These are chat archives for akkadotnet/akka.net

11th
Jul 2016
Ivan R. Perez
@irperez
Jul 11 2016 04:57
@Aaronontheweb I've put in a pull request for Lighthouse. Upgrading it to Akka 1.1. petabridge/lighthouse#19
Ivan R. Perez
@irperez
Jul 11 2016 05:30
I've also updated Akka.Logger.NLog to 1.1 akkadotnet/Akka.Logger.NLog#11
Peter Bergman
@peter-bannerflow
Jul 11 2016 07:40
If anyone feel like helping out with a cluster router question, check this out https://stackoverflow.com/questions/38301328/akka-net-round-robin-group-router-only-routing-to-one-routee
It's basically the same question that I posted here a couple of days ago, but I never got it to work properly...
Bartosz Sypytkowski
@Horusiath
Jul 11 2016 07:44
@peter-bannerflow I'm not sure, but how the router knows where it can find routees? Relative actor path is sufficient within local node, but on remotes usually a full address is needed
Ricky Blankenaufulland
@ZoolWay
Jul 11 2016 07:47
@Horusiath For my understanding when a node joins the cluster the router checks if that node has the requested role and if it has any potential routees. If it still needs routees (compared to max-nr-instances), it adds them. If any node providing routees leaves the cluster, the router removes the routees.
There is a message you can send to the router to get a list of the current routees. Maybe that can help finding out if the router really has no other routees.
Also, you should try to provide nr-of-instances = 10 here
Bartosz Sypytkowski
@Horusiath
Jul 11 2016 07:48
@ZoolWay so if you have node A with actor under path /user/workers/worker0 and node B with another actor under path /user/workers/worker0, which one will join the router?
Ricky Blankenaufulland
@ZoolWay
Jul 11 2016 07:48
maybe it defaults to 1 and when it got its first routee out of all the potential routee paths, it will stick with only that one.
@Horusiath Assuming both nodes have the same role? Assuming nr-of-instances is greater than 1?
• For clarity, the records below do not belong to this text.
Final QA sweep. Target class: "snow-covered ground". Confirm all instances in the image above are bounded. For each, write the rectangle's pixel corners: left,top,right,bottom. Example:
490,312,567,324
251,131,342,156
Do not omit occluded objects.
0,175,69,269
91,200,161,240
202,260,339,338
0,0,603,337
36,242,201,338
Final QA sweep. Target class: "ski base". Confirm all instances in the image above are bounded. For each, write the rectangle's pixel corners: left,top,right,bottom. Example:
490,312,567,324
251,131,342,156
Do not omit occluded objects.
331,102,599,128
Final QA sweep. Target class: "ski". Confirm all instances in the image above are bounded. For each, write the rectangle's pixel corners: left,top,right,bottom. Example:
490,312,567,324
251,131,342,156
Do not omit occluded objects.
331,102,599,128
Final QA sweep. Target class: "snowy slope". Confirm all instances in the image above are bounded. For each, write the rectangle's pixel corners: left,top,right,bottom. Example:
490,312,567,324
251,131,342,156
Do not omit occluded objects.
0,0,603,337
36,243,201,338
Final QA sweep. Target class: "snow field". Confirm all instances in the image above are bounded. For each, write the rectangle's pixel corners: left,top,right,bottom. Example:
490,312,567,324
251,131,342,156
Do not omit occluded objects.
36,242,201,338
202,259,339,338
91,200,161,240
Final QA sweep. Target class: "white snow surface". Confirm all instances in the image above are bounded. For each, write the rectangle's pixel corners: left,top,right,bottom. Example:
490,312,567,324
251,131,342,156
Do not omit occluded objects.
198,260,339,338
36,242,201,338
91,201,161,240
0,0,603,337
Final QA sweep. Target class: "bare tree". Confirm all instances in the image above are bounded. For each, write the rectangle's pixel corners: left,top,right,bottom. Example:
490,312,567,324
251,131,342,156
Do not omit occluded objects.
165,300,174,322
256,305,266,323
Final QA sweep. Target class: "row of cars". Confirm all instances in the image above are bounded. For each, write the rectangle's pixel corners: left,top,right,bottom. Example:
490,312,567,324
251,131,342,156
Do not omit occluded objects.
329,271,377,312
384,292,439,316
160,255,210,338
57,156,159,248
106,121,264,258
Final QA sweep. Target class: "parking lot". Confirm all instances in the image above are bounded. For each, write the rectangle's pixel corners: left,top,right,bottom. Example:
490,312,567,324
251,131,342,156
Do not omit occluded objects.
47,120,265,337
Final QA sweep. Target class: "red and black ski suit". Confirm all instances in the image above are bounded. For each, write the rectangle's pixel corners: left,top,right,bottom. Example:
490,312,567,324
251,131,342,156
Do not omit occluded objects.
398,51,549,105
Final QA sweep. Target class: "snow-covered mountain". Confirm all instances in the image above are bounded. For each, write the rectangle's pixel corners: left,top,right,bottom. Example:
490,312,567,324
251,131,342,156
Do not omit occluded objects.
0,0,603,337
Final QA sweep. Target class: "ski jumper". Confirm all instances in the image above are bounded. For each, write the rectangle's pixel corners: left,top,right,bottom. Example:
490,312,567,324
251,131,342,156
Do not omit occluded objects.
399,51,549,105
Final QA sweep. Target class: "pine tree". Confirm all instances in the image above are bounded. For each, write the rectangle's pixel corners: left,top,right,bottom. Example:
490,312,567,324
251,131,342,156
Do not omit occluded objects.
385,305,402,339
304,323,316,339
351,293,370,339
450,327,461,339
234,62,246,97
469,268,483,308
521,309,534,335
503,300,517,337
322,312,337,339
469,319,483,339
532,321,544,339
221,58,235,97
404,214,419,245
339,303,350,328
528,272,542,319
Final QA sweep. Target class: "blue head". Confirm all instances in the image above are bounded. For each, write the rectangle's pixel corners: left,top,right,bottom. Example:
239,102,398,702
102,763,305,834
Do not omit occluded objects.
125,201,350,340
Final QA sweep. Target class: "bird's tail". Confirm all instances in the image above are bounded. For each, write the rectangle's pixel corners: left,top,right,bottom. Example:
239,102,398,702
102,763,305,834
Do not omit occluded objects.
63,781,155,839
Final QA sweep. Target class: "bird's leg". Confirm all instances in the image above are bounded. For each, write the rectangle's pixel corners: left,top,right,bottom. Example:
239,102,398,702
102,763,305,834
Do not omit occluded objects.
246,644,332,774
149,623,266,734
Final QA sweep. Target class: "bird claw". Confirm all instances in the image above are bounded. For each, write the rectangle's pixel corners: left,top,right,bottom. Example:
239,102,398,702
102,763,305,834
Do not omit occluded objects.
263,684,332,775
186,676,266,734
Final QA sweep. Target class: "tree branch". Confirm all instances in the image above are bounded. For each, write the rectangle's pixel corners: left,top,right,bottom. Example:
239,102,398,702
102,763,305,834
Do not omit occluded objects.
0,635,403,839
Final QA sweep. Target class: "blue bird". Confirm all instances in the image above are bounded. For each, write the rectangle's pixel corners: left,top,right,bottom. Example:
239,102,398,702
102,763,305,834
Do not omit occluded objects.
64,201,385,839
I think the local routees will join first
but as long as nr-of-instances it not fullfilled all potential cluster nodes with the role should provide routees
providing full qualified routee addresses would result in a non-scalable cluster
that might be true if using akka.remote only but with cluster the node addresses should not matter
Bartosz Sypytkowski
@Horusiath
Jul 11 2016 07:53
taking a short look at the source, it looks like what I've told
@ZoolWay fully qualified path isn't any way less scalable than specifying routees in config on the first place
Ricky Blankenaufulland
@ZoolWay
Jul 11 2016 07:54
but the fully qualified contains IP addresses, don't they? oO
also I wonder why it works to transfer messages. As he told us the message are going through the other node - they are just not round-robin...
Bartosz Sypytkowski
@Horusiath
Jul 11 2016 07:55
so? Routees in config also assumes, that those actors have been incarnated on each node
to little info to reply, why that work on a single actor - maybe there is a one local instance already?
Ricky Blankenaufulland
@ZoolWay
Jul 11 2016 07:56
If its with IP, I cannot exchange a node with another one on another IP address without changing the configuration file. Which should be possible because of the role concept I believe
Peter Bergman
@peter-bannerflow
Jul 11 2016 07:56
@ZoolWay Yes, the messages seem to go through to the other node (which is also on another machine). I'll try adding the instance number property to see if that helps
Ricky Blankenaufulland
@ZoolWay
Jul 11 2016 07:57
Hm, seems like it is not one local instance then
I am always making that sure with allow-local-routees = off
Bartosz Sypytkowski
@Horusiath
Jul 11 2016 07:59
@peter-bannerflow are you sure, your actors have been created?
Peter Bergman
@peter-bannerflow
Jul 11 2016 08:01
@Horusiath I think so yes, after creating each worker (which is done by sending a msg to the actor supervising all workers) I print out the children of the supervisor, and they seem to all be there
Alright, so after adding nr-of-instances = 10 round robin works :) thanks for the help!
Ricky Blankenaufulland
@ZoolWay
Jul 11 2016 08:07
So it defaults to 1 and does not accept the additional routees after the first one joined. At least that I would assume now.
Peter Bergman
@peter-bannerflow
Jul 11 2016 08:12
Yep, looks like that
voltcode
@voltcode
Jul 11 2016 09:05
how's .net fringe so far @Aaronontheweb? Will there be any akka-related videos made available later on?
Alex Valuyskiy
@alexvaluyskiy
Jul 11 2016 10:28
@Horusiath could we merge it? akkadotnet/Akka.Persistence.MySQL#5
Bartosz Sypytkowski
@Horusiath
Jul 11 2016 10:35
merged
Alex Valuyskiy
@alexvaluyskiy
Jul 11 2016 10:35
thanks
Ricky Blankenaufulland
@ZoolWay
Jul 11 2016 12:57
Is there a documentation how to gracefully shutdown nodes? cluster.Leave() does not seem to have any effect on other nodes rather than on SelfAddress. The state of the nodes does not change and I seem to be unable to get rid of unreachable nodes
Max
@maxpaj
Jul 11 2016 13:26
@ZoolWay I've been digging the in same hole as you... I made a post about it in the Google Group today (https://groups.google.com/forum/#!topic/akkadotnet-user-list/UmNeyu3Xujc)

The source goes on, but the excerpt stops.